A federal district court judge in Washington, D.C., has ruled that a suit filed against e-Smart Technologies by the U.S. Securities and Exchange Commission in 2011 can move forward, Courthouse News Service’s Securities Law Review reports.

E-Smart produces wallet-sized “smart cards” with a built-in identity–verification system based on biometric data, usually the user’s fingerprint, that supposedly protect users’ bank accounts against financial fraud and identity theft. In its complaint against the company, the SEC alleges that the company, its officers and two of its affiliates defrauded investors by failing to file several required reports, including a crucial registration statement for a massive sale of stock, and failing to keep its accounts in order, according CNS Securities Law Review reports.
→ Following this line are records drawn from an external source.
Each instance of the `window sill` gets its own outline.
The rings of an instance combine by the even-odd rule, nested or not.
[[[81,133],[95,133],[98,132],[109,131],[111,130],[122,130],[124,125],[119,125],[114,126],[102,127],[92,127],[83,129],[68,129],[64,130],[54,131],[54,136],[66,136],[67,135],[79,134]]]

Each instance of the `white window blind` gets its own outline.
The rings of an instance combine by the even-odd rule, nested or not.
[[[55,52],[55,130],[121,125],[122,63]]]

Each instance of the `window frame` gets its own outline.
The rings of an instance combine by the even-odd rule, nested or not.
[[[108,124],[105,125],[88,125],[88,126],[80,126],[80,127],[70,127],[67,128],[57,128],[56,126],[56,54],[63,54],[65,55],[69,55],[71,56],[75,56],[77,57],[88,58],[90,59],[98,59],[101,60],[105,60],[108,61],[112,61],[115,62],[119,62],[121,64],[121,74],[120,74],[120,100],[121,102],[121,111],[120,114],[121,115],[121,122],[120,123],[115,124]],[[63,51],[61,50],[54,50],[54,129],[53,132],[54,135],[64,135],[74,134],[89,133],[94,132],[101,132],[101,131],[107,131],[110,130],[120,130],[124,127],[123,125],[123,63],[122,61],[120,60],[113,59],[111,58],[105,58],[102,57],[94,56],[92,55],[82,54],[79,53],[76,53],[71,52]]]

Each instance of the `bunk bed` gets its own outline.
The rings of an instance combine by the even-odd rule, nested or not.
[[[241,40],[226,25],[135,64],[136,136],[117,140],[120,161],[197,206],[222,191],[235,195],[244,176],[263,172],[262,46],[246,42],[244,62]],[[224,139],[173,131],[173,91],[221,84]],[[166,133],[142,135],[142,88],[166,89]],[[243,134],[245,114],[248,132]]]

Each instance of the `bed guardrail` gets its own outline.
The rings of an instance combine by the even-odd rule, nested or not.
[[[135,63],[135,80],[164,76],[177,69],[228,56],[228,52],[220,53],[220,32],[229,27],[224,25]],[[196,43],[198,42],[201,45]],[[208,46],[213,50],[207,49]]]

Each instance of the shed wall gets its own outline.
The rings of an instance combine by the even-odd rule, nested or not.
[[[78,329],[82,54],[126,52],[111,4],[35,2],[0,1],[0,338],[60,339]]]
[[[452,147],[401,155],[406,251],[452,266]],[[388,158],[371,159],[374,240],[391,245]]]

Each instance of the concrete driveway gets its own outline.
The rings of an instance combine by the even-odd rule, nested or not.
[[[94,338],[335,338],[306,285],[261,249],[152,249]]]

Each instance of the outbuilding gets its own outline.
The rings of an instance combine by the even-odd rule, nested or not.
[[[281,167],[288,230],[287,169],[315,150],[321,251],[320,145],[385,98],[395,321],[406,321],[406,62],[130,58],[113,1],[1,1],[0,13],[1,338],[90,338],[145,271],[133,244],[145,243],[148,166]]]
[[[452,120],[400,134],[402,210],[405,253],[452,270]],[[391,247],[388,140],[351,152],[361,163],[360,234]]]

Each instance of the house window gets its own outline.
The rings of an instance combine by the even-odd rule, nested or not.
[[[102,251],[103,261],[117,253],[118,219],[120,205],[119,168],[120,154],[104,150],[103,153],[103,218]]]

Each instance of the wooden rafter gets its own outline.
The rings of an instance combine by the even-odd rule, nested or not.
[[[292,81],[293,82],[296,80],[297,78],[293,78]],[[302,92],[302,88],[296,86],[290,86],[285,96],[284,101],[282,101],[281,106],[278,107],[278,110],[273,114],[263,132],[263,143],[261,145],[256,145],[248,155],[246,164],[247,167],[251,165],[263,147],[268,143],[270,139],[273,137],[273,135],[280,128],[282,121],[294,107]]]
U.S. District Court Judge James Boasberg wrote in his memorandum opinion that the SEC believes that e-Smart’s signature product does not work as advertised and has never been close to ready for production. CNS Securities Law Review reports that a default judgment has been entered against the corporate defendants, and the court has approved a consent judgment against two of the three brokers involved in the sale of unregistered e-Smart stock.

The bulk of Boasberg’s ruling, which he issued on March 12, focuses on a 2006 SEC filing by the company that made several lofty claims about the smart card, including that it met international standards. CEO Mary Grace and chief technology officer Tamio Saito signed the document though they knew the information on it to be false, according to the SEC.

Boasberg wrote that, according to the SEC, Grace lied on numerous occasions to potential and current investors and to the e-Smart board of directors about significant funding commitments and lucrative contracts she pretended she had obtained on the company’s behalf, CNS Securities Law Review reports.

“In one instance, she approved a press release stating that e-Smart had signed a contract ‘to deliver to Samsung 20 million’ smart cards,” Boasberg wrote. “According to the SEC, however, Samsung had not ordered any cards from e-Smart. Rather, the two companies had executed a supply contract, which gave Samsung ‘the option of purchasing cards from e-Smart’ under agreed-upon term, ‘but Samsung S1 was also entitled to choose not to place any purchase orders from e-Smart.’”

The SEC has met its burden of specificity in accusing Grace and Saito of violating at least five separate mandates of securities statutes and regulations, CNS Securities Law Review reports.